Plaintiffs Mr. Knight and Dr. Neal claim the board violated state and federal antitrust regulations by engaging in anticompetitive activities that deprived patients of choice. The suit also alleges that the board is made up of market participants who are not adequately supervised by the state.

An attorney for Axcess Medical Clinic said he could not provide timely comment on the case.

Dr. H. Vann Craig, executive director for the Mississippi State Board of Medical Licensure declined to comment on details of the litigation, but defended the board’s general practices. He noted that he is not aware of any Federal Trade Commission interest in the case.

“Our process is we try to deal with physicians and make sure they’re qualified to be doing what they are doing,” he said in an interview.
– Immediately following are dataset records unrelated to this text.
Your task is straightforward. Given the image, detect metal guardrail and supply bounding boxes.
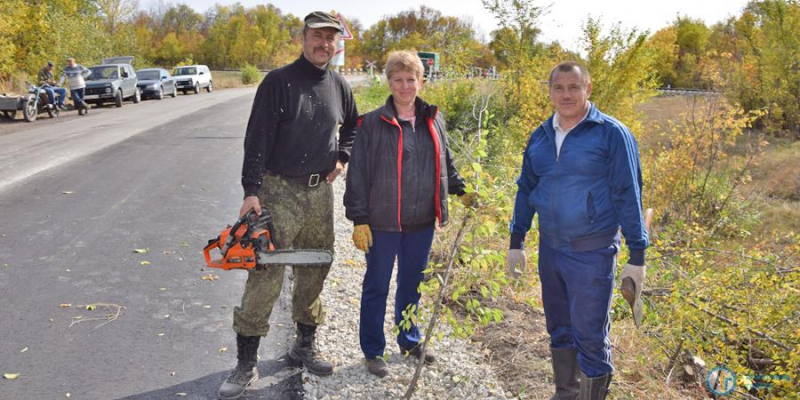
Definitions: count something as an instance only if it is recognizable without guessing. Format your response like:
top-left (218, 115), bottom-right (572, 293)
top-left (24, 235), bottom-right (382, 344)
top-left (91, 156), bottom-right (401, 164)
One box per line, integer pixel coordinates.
top-left (656, 88), bottom-right (722, 96)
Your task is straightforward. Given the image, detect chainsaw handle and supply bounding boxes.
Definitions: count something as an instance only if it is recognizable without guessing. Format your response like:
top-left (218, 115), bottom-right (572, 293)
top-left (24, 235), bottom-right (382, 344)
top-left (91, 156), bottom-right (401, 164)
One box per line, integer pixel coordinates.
top-left (203, 238), bottom-right (220, 267)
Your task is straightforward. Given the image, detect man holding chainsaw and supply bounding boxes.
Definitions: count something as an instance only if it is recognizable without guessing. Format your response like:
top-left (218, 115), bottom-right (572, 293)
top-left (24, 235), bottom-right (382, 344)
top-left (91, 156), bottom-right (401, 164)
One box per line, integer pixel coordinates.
top-left (506, 62), bottom-right (648, 400)
top-left (219, 11), bottom-right (358, 399)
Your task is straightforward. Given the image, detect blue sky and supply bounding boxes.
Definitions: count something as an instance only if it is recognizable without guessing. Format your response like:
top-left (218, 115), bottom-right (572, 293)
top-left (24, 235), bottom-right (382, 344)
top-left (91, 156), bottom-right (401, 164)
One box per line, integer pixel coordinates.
top-left (145, 0), bottom-right (747, 50)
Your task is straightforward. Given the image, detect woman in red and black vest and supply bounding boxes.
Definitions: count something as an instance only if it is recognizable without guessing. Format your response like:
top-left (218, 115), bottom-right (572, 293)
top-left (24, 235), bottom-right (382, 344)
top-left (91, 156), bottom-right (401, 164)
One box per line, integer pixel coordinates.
top-left (344, 51), bottom-right (471, 377)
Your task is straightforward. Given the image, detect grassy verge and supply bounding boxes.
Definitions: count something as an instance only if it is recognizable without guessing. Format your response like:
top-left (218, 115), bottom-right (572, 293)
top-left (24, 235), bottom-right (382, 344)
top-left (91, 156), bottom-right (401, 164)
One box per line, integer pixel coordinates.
top-left (211, 71), bottom-right (265, 89)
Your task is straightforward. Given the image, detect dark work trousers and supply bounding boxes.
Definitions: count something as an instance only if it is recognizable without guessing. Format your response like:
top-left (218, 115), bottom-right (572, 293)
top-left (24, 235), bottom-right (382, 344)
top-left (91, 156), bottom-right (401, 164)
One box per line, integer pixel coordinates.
top-left (359, 226), bottom-right (433, 360)
top-left (539, 241), bottom-right (619, 378)
top-left (69, 88), bottom-right (89, 108)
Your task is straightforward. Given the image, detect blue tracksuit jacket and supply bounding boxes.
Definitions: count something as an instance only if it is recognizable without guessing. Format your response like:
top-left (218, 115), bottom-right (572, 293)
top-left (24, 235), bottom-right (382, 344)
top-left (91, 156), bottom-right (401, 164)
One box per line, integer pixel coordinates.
top-left (510, 104), bottom-right (648, 265)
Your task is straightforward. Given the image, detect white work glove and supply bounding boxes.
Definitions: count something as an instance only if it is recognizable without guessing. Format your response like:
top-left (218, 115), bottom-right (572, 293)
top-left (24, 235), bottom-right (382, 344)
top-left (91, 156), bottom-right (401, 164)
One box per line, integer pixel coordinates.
top-left (506, 249), bottom-right (525, 279)
top-left (619, 264), bottom-right (647, 326)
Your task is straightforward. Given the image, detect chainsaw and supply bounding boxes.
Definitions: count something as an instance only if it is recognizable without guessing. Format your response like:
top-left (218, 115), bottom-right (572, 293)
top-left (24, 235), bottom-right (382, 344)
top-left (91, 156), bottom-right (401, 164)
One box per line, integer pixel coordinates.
top-left (620, 208), bottom-right (653, 328)
top-left (203, 207), bottom-right (333, 271)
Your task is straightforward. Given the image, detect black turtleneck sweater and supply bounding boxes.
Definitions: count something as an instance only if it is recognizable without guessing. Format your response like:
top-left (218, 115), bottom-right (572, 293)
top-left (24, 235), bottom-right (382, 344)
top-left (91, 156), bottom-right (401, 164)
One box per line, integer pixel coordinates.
top-left (242, 55), bottom-right (358, 196)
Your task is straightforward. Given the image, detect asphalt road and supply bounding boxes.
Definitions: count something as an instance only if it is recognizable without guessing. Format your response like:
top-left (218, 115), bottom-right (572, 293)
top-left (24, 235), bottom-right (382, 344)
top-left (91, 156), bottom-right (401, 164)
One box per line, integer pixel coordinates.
top-left (0, 88), bottom-right (302, 400)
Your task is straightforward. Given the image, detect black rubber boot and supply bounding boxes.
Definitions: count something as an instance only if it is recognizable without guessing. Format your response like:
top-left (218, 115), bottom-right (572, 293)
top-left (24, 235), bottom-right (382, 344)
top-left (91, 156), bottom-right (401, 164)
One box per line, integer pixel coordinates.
top-left (219, 335), bottom-right (261, 400)
top-left (550, 348), bottom-right (581, 400)
top-left (288, 322), bottom-right (333, 376)
top-left (578, 373), bottom-right (611, 400)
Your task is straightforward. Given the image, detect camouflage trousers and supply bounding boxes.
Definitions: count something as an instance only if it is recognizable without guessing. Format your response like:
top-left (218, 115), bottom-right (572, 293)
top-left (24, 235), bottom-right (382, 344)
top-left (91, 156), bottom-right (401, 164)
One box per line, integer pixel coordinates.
top-left (233, 175), bottom-right (334, 336)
The board, which will be represented by the Mississippi Attorney General’s office, has not yet issued a formal response to the lawsuit.

Joshua Prober

The vagueness of the Supreme Court’s decision opened the door for further legal challenges, according to Joshua Prober, senior vice president and general counsel for the American Osteopathic Association (AOA). The high court’s decision found North Carolina’s model for state licensing board regulation did not provide for sufficient state oversight of a board made up of market competitors, but the ruling does not provide clear guidance on what’s expected from state governments in structuring state licensing boards, he said.

“Instead, it said its inquiry would be ‘flexible and context dependent,’ which appears to invite challenges to structures used in other states,” he said. “Because antitrust litigation provides that a successful plaintiff can recover treble damages, there can be a generous payoff for a successful challenge.”